Negli anni Ottanta, ad esempio, c’erano i Cure.
Dici poco.
I Cure sono uno di quei gruppi che un maschio della mia generazione conosce dopo.
Non nego che il primo approccio che ebbi con loro fu per merito di quello straziante capolavoro di amore e vendetta che fu “Il Corvo”. Provateci voi a non esaltarvi mentre il rimpianto Brandon Lee salta di palazzo in palazzo sulle note di Burn. Che poi, bisognerebbe anche aprire un capitolo sui gruppi che si vengono a conoscere per merito delle colonne sonore dei film, che certe volte ti chiedi se quella scena avrebbe la stessa portata con un’altra musica.
E’ un tema che va affrontato, ne sono consapevole, e prima o poi cercherò di porre rimedio.
Sta di fatto che i Cure una volta che in un modo o nell’altro (l’altro modo è sempre attraverso una ragazza, che loro hanno una sensibilità a 15 anni che tu raggiungi solo a 40, ma anche no, purtroppo) non te li scrolli più di dosso, e tra un album capolavoro (Pornography) e un altro (Disintegration) buttano lì dei singoli tesori che ne fanno, nel complesso, una della band migliori della storia.
Una di queste gemme è del 1987 e Robert Smith e i suoi la buttano lì come fosse normale, e se non siamo dalle parti delle canzoni fantastiche e dove trovarle poco ci manca.
Batteria in apertura, linea di basso che basterebbe ascoltare solo quella per rimanere rapiti per ore, arpeggino di chitarra che si apre e dà corpo all’esistenza, e poi, mentre le tastiere descrivono meglio di tanti discorsi cosa volesse dire fare musica di qualità negli anni ’80, un riff che sembra di essere già in paradiso a sognare un mondo migliore.
E infine Robert Smith. Etereo, acqueo, meraviglioso Robert Smith, che inizi con quella strofa lì.
“Show me, show me, show me how you do that trick”.
Travolto.
Sei già travolto, è inutile.
Lasciati andare, allora, che entrare in piena sintonia con questi tre minuti e mezzo fa male al cuore e bene all’anima.
E chi non ha mai voluto che proprio quella lì ti dicesse che la fai stare da dio?
Lei, che hai sempre voluto ti abbracciasse con un trasporto ebbro di gioia, nella dichiarazione d’amore più bella possibile, che viene fuori naturale come una risata.
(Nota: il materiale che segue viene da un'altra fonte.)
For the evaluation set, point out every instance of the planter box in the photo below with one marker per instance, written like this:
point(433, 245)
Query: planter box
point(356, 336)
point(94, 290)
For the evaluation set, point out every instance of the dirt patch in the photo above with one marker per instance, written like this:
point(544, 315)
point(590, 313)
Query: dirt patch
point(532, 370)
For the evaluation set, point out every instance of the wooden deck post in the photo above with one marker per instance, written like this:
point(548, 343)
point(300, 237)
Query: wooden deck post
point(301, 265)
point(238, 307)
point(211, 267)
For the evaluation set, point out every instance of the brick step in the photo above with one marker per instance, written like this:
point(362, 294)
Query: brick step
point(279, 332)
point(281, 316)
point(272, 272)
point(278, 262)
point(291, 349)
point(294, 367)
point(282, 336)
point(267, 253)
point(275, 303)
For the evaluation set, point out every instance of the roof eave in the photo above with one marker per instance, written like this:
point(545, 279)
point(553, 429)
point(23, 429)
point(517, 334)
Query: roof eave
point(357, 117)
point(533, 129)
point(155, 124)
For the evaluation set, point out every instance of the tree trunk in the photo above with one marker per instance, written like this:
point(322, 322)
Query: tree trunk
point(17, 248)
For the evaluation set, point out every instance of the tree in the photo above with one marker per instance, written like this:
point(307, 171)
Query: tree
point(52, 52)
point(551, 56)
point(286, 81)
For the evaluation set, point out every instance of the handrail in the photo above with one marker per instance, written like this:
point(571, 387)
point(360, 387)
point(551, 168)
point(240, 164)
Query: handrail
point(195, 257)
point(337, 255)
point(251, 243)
Quella stessa risata che quando la senti cura il dolore, rimargina le ferite, chiude il buco dell’ozono, risuonando dallo stomaco fin su alla gola.
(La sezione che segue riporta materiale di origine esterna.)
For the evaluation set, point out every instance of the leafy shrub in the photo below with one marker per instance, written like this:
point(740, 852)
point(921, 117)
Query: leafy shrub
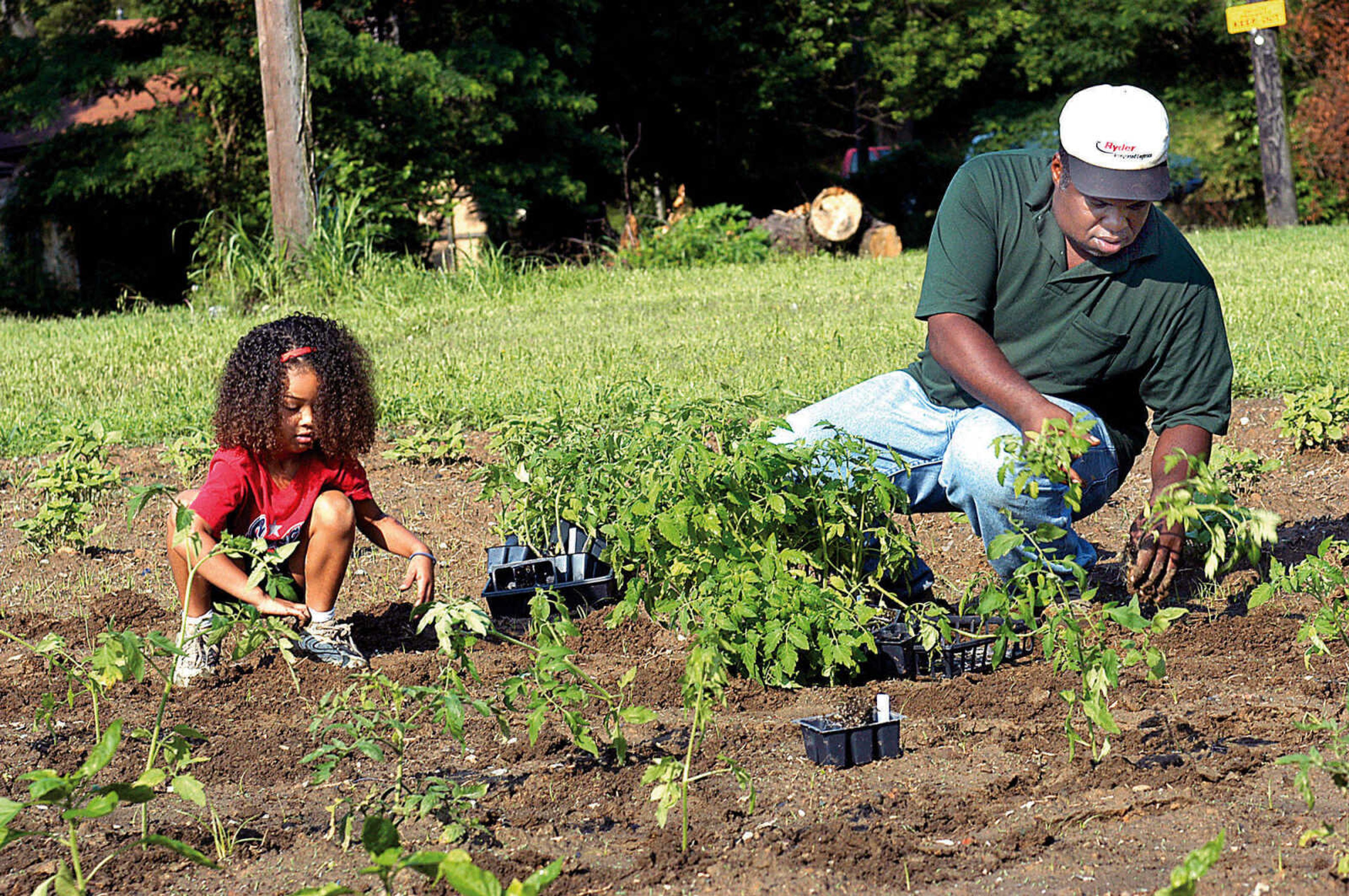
point(1240, 467)
point(1316, 419)
point(189, 455)
point(1221, 529)
point(709, 235)
point(69, 485)
point(1321, 577)
point(423, 447)
point(711, 525)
Lei, che ti spaventa così tanto da renderti a tratti distante, perché la paura esiste solo se si ha qualcosa da perdere, e con lei c’è da giocarsi una mano così pesante che se fossimo a Texas Poker a Phil Hellmuth tremerebbero anche le unghie dei piedi.
A volte sembra quasi di essere sull’orlo del baratro; troppo da vincere e troppo da perdere bloccano le sinapsi peggio di una serie di clic su un PC Windows già impallato di suo.
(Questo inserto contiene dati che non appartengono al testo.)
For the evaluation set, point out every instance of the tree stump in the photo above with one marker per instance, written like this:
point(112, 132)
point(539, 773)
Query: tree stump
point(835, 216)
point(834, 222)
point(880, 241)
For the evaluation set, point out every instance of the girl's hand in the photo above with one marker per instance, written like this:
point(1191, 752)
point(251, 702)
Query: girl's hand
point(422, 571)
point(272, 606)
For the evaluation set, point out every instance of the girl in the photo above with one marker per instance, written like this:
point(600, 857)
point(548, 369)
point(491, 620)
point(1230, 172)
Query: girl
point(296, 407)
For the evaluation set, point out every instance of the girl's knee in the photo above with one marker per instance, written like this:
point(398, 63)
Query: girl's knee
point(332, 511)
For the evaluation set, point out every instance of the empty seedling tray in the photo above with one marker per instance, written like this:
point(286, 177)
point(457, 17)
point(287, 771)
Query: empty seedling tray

E se è capitato che la tua anima vinta dalle paure l’abbia fatta allontanare, la presa di coscienza dell’addio è quasi come risvegliarsi da un sogno.
Lo stesso sogno dove forse non riuscivi bene a focalizzare la sua importanza, e quanto ti facesse stare bene il fatto di farla stare bene, in un continuo mutuo soccorso, è adesso chiaro e limpido.
Ed è un po’ come essere stati addormentati in un’altra dimensione per così tanto tempo da aver scambiato la realtà con il sogno, dimenticando quale sia il vero e quale il falso.
Resti disorientato, quasi non riconoscessi la terra che hai sotto i piedi come concreta. Quel sogno ti manca, che quello che prima era confuso ora è evidente, ed è come se una luce bianca raffreddasse il tuo cuore di colpo, rallentando il flusso sanguigno.
Tutti quei dubbi, cercando un equilibrio tra felicità e paura. E ora, sembra quasi che nulla abbia più senso, mentre il ricordo di lei annega dentro di te.
Ma forse ogni relazione non è nient’altro che ballare sul bordo di un precipizio in riva al mare in una notte di luna piena, prendendosi dei rischi, consapevoli del fatto che la fine potrà arrivare in ogni istante, ma senza mai fermare la danza, continuando a nutrire quel sogno da illusi, che bisogna essere pazzi per affidarsi completamente all’abbraccio di un’altra persona mentre il bordo dello strapiombo è così vicino, ma forse, se esiste un paradiso, deve essere una roba tipo quella.
Poco sicuri, con le vertigini, indecisi se guardare di sotto o dritto negli occhi di quella persona, mentre i piedi sgarbellano e qualche piccolo sasso cade di sotto, occhi negli occhi, a sorridere come gonzi.